Lyrically, well, I’m not always sure what Ant is on about. Maybe that’s to be expected from an album with such an abstruse (or is it just absurd?) title. Animals and Men and The Idea appear concerned with big things, but Ant doesn’t seem to have the attention span to delve deeply into them. Then again, the album’s rapid movement from one musical idea to the next is half of its appeal. Although initially overlooked by the broader record-buying public (the minor label release didn’t help matters), Dirk Wears White Sox got a second, wider showing in the 80s with some minor track shuffling—and no doubt confused a lot of people who were expecting antmusic instead of artmusic.
Original elpee version
A1. Cartrouble (Parts 1&2)
A2. Digital Tenderness
A3. Nine Plan Failed
A4. Day I Met God
B2. Catholic Day
B3. Never Trust a Man (with Egg on His Face)
B4. Animals and Men
B5. Family of Noise
B6. The Idea
CD reissue bonus tracks
13. Whip in My Valise
16. Cartrouble (Parts 1&2)
US reissue elpee version (1983)
A1. Car Trouble (3:24)
A2. Kick (2:08)
A3. Digital Tenderness (2:57)
A4. Nine Plan Failed (5:06)
A5. Family of Noise (2:33)
A6. Tabletalk (5:26)
B1. Zerox (3:45)
B2. Cleopatra (3:12)
B3. Never Trust a Man (with Egg on His Face) (3:10)

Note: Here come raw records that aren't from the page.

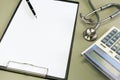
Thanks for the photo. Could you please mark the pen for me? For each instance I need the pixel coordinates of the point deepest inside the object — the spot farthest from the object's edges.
(30, 6)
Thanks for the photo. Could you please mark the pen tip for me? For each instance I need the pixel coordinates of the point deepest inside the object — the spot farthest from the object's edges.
(35, 16)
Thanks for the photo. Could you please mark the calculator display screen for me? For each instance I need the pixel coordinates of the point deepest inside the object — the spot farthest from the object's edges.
(104, 63)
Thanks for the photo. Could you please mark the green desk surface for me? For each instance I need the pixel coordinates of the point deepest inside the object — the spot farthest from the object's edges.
(80, 68)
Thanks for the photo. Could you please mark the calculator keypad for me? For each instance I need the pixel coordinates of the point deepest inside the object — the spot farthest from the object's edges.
(112, 40)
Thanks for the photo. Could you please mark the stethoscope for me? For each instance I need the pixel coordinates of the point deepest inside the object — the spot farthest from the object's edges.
(90, 34)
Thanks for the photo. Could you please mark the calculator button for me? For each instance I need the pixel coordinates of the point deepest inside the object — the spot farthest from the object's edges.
(114, 39)
(111, 41)
(109, 44)
(117, 57)
(118, 51)
(117, 35)
(104, 40)
(114, 30)
(114, 48)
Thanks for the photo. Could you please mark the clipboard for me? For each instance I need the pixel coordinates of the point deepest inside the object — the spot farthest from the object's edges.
(40, 47)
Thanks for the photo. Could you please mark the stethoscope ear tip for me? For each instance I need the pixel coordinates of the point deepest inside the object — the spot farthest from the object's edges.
(90, 34)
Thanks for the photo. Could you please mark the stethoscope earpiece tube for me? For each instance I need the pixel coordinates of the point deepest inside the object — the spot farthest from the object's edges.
(90, 33)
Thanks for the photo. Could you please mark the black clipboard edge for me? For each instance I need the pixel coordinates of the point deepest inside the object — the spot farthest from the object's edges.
(70, 52)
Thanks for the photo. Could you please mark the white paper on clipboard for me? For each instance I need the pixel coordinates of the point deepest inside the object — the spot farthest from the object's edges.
(44, 41)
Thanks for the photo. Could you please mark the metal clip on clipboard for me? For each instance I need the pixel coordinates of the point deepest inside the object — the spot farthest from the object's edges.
(27, 68)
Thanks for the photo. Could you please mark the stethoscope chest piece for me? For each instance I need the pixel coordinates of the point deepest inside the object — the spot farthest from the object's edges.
(90, 34)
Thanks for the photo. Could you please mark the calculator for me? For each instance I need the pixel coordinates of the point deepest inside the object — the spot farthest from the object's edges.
(104, 54)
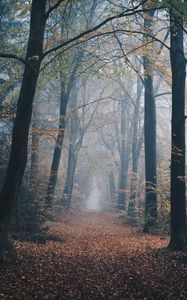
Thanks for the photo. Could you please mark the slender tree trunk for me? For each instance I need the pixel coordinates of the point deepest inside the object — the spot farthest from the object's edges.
(122, 178)
(178, 67)
(18, 155)
(149, 136)
(58, 147)
(74, 147)
(112, 185)
(68, 189)
(34, 150)
(135, 151)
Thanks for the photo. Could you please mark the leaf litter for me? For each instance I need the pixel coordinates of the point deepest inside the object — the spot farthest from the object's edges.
(98, 258)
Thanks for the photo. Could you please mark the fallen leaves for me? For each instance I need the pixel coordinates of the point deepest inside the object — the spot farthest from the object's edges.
(99, 258)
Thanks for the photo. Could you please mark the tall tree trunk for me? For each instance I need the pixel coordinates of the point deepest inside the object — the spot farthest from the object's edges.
(123, 175)
(34, 150)
(149, 135)
(74, 147)
(68, 189)
(178, 67)
(112, 185)
(135, 151)
(58, 146)
(18, 155)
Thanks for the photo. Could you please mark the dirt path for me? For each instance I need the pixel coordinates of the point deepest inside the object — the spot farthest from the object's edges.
(98, 258)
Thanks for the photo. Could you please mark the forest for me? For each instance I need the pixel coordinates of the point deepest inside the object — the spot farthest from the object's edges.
(92, 149)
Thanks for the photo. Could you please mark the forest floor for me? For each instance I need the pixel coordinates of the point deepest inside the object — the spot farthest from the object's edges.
(95, 257)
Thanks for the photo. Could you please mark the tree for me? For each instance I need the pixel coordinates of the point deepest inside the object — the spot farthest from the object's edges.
(149, 131)
(178, 67)
(18, 155)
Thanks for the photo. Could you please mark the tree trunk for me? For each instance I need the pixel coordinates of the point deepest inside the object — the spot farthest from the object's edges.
(34, 150)
(178, 67)
(149, 136)
(123, 175)
(112, 185)
(135, 151)
(58, 147)
(72, 161)
(18, 155)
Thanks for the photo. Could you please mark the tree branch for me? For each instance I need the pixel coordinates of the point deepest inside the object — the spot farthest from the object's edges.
(14, 56)
(127, 12)
(52, 8)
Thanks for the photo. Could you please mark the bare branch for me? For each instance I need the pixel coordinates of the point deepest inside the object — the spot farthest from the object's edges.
(52, 8)
(14, 56)
(127, 12)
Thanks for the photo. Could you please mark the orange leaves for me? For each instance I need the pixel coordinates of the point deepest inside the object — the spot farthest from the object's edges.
(96, 257)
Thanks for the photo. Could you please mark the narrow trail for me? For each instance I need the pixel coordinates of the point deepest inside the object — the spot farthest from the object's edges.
(96, 257)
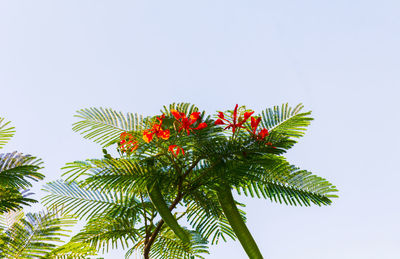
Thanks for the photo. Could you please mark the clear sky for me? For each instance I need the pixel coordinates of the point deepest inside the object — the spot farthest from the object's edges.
(340, 58)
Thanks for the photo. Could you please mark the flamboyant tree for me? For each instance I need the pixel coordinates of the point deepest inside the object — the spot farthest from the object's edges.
(183, 165)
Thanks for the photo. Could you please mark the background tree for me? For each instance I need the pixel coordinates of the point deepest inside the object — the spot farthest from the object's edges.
(31, 235)
(183, 158)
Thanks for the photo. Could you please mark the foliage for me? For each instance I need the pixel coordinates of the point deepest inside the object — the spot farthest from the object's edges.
(183, 160)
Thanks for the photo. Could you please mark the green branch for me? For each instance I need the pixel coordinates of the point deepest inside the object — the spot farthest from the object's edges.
(235, 220)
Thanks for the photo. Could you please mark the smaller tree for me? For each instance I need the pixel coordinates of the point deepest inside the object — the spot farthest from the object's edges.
(31, 235)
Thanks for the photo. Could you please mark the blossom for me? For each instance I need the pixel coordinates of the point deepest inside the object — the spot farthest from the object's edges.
(263, 133)
(175, 149)
(236, 123)
(127, 143)
(186, 123)
(157, 130)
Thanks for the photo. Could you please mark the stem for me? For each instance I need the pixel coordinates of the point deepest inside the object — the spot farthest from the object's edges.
(147, 247)
(235, 220)
(165, 213)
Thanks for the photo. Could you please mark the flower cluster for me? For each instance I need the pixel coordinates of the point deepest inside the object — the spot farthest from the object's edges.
(157, 130)
(127, 143)
(190, 124)
(186, 123)
(238, 122)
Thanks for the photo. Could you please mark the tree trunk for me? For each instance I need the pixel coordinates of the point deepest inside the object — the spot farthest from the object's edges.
(236, 221)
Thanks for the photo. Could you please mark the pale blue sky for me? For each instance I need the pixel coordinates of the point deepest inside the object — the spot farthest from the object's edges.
(340, 58)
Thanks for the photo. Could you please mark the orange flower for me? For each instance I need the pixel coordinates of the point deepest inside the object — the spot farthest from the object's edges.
(186, 123)
(254, 124)
(157, 130)
(236, 123)
(128, 143)
(175, 149)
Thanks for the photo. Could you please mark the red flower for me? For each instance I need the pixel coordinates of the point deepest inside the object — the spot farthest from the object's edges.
(254, 124)
(236, 123)
(175, 149)
(186, 123)
(157, 130)
(128, 143)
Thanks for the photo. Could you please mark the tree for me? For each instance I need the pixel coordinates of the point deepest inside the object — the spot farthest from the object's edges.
(31, 235)
(183, 160)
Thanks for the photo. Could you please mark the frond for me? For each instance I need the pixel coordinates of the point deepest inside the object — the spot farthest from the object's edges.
(276, 179)
(8, 219)
(110, 174)
(286, 120)
(107, 232)
(87, 203)
(103, 126)
(209, 220)
(169, 246)
(17, 170)
(11, 199)
(6, 132)
(72, 250)
(35, 235)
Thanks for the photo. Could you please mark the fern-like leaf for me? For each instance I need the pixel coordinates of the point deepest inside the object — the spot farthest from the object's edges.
(103, 126)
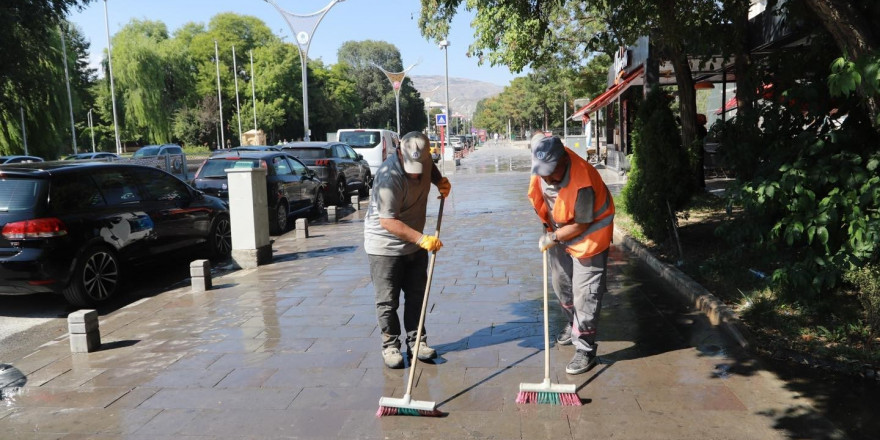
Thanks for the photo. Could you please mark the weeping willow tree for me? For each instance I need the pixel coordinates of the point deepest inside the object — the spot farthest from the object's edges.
(40, 112)
(151, 79)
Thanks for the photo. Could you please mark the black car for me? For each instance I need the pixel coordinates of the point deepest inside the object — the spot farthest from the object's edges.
(74, 227)
(6, 160)
(338, 165)
(98, 155)
(291, 188)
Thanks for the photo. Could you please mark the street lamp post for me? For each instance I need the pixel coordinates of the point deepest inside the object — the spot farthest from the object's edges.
(445, 46)
(306, 25)
(67, 79)
(112, 88)
(396, 79)
(237, 104)
(219, 97)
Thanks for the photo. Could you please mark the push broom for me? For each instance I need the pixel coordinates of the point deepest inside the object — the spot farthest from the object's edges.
(546, 392)
(406, 406)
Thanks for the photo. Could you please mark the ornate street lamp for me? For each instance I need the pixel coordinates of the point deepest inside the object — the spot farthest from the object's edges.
(396, 79)
(303, 28)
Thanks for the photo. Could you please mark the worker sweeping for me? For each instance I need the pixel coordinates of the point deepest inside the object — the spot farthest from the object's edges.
(577, 212)
(395, 245)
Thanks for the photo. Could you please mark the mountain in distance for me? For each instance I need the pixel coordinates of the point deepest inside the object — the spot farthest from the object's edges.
(465, 92)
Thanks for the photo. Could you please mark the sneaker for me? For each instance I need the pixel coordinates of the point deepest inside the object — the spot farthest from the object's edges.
(425, 353)
(392, 357)
(564, 336)
(581, 362)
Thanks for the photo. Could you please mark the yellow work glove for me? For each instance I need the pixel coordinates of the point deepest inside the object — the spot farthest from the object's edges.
(547, 241)
(444, 187)
(430, 243)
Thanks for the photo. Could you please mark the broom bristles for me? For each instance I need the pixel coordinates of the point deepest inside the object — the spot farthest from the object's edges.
(548, 398)
(394, 411)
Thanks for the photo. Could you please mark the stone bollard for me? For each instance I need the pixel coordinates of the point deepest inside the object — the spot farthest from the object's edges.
(200, 272)
(85, 337)
(302, 228)
(331, 214)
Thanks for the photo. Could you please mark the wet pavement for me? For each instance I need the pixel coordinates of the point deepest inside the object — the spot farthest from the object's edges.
(291, 349)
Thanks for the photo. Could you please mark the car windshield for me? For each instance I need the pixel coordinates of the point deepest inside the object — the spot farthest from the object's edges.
(361, 139)
(146, 151)
(216, 168)
(19, 194)
(309, 153)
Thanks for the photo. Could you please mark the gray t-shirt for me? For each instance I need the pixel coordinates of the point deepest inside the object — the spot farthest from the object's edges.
(397, 196)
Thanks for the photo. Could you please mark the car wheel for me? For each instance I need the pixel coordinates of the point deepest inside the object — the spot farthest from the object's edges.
(220, 238)
(95, 279)
(278, 221)
(340, 193)
(364, 191)
(319, 205)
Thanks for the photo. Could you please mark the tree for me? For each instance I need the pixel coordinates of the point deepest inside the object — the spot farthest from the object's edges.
(374, 90)
(27, 28)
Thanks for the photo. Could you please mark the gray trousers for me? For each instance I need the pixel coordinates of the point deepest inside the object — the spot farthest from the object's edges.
(391, 275)
(579, 284)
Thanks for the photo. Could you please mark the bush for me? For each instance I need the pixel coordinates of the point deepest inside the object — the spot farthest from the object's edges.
(867, 282)
(660, 177)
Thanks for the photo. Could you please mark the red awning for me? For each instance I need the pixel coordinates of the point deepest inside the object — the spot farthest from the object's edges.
(730, 105)
(609, 95)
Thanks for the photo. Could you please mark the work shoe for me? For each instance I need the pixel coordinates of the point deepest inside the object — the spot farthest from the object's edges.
(581, 362)
(564, 336)
(425, 353)
(392, 357)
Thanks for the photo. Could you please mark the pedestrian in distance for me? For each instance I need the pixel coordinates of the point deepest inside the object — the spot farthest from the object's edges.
(577, 212)
(397, 248)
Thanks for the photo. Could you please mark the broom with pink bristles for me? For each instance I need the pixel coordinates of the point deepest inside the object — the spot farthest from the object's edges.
(546, 392)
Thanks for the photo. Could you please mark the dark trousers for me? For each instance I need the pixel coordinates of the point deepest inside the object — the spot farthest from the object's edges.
(391, 275)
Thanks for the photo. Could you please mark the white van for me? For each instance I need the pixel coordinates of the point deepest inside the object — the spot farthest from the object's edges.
(374, 144)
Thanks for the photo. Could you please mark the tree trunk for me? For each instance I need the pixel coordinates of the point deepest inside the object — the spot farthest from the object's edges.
(853, 35)
(687, 98)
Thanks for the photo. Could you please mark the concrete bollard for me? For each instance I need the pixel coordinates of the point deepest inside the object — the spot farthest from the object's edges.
(85, 336)
(331, 214)
(200, 272)
(302, 228)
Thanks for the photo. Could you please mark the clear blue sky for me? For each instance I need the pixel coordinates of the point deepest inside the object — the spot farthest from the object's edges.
(393, 21)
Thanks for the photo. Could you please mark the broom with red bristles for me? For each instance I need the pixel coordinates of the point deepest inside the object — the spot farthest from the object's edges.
(546, 392)
(406, 406)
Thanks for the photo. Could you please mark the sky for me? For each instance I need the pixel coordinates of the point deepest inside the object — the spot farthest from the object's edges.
(393, 21)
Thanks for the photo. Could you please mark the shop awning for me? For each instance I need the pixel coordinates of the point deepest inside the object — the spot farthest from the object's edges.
(609, 95)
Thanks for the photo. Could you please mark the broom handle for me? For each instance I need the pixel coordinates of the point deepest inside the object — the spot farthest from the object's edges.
(546, 325)
(412, 370)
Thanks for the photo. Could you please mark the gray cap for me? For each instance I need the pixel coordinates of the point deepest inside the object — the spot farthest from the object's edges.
(415, 150)
(546, 152)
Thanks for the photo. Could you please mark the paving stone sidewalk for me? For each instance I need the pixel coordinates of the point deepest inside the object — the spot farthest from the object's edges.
(291, 349)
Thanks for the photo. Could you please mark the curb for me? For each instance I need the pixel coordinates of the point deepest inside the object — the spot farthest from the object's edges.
(688, 289)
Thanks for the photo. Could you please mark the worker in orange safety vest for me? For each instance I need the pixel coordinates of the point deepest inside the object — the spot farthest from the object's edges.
(577, 212)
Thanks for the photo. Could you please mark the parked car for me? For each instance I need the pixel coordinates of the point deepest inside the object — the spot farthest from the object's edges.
(4, 160)
(374, 144)
(102, 155)
(75, 228)
(168, 157)
(248, 148)
(342, 170)
(291, 188)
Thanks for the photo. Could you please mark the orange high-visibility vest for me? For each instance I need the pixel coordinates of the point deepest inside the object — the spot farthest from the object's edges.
(598, 235)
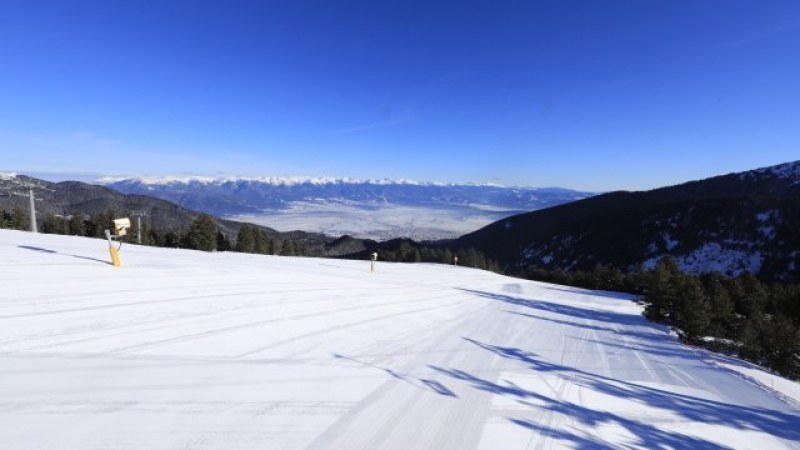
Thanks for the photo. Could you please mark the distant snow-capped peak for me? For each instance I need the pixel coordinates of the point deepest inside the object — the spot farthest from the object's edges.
(277, 181)
(789, 170)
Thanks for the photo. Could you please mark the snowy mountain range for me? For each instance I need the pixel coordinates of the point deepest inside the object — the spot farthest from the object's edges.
(379, 209)
(747, 221)
(187, 349)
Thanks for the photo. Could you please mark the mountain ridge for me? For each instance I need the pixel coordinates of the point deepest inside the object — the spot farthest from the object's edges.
(729, 223)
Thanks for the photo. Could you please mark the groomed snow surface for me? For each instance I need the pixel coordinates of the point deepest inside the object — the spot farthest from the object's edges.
(182, 349)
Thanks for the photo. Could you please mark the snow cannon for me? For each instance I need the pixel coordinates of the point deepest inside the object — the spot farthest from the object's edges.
(121, 227)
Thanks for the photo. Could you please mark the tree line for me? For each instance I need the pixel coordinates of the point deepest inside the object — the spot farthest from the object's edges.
(744, 316)
(202, 234)
(409, 251)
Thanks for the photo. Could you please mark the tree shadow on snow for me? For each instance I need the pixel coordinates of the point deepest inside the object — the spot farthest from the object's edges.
(433, 385)
(53, 252)
(689, 408)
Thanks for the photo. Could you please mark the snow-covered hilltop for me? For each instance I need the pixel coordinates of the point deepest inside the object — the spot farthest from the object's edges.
(273, 180)
(379, 208)
(186, 349)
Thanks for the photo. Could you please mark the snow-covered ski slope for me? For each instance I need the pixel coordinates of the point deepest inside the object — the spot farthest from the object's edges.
(182, 349)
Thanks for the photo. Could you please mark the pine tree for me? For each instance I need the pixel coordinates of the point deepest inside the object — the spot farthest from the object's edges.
(694, 315)
(19, 219)
(781, 346)
(246, 239)
(288, 248)
(77, 227)
(662, 295)
(202, 234)
(223, 244)
(722, 312)
(52, 224)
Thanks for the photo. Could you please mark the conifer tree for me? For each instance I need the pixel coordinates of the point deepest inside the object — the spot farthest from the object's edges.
(246, 239)
(202, 234)
(694, 314)
(77, 227)
(223, 244)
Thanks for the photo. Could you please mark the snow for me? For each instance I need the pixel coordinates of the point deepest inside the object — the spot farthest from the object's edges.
(669, 242)
(380, 222)
(767, 232)
(783, 171)
(184, 349)
(713, 257)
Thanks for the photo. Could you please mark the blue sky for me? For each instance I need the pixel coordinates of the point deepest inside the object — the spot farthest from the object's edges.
(581, 94)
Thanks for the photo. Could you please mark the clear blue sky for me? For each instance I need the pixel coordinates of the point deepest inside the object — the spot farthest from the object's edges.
(596, 95)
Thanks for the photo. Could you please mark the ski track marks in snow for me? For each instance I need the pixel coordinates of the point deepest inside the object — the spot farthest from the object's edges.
(183, 349)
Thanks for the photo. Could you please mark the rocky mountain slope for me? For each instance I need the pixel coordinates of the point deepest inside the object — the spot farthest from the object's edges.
(731, 223)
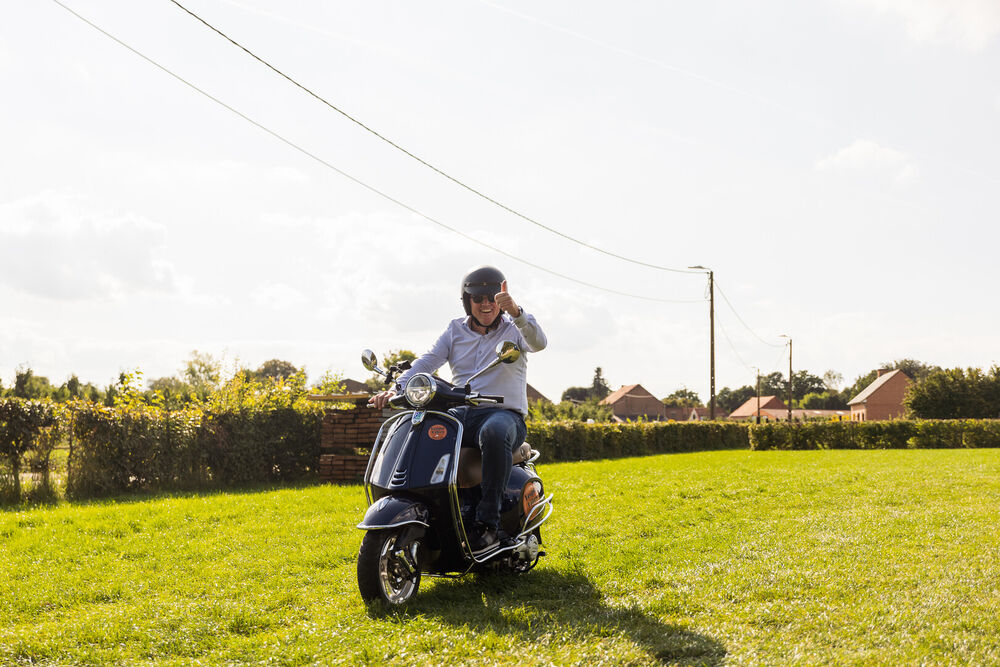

B4. Animals and Men (3:14)
B5. The Idea (3:21)
B6. Whip in My Valise (3:55)
Adam Ant (all voices, electric and acoustic guitar, piano, harmonica), Matthew Ashman (guitar, piano), David Barbe (percussion), Andrew Warren (bass). Produced by Adam Ant; engineered by Benny King.
Front cover photography and concept by Clare Johnson and Juanito Antonio Wadhwani. Models dress by Clare Johnson. Inner sleeve portraits by Philip Grey. Graphics and layout by Derek Bradbury.
Released on elpee in November 1979 in the UK (Do-IT, RIDE 3) with lyrics innersleeve.
- Re-issued on elpee and cassette in 1981 in the UK (DO IT/Virgin, RIDE 3/M3). Reached #16 on the UK charts.
- Re-released with new track order on elpee and cassette in April 1983 in the US (Epic, FE/PET 38698) with lyrics innersleeve.
- Re-packaged with Kings of the Wild Frontier on expanded 2-for-1 2CD in 2000 in the UK (Columbia, 499924 2) with 3 bonus tracks.
- Re-released on expanded, remastered compact disc in 2006 in Europe (Sony/BMG, 88697003072) with 8 bonus tracks.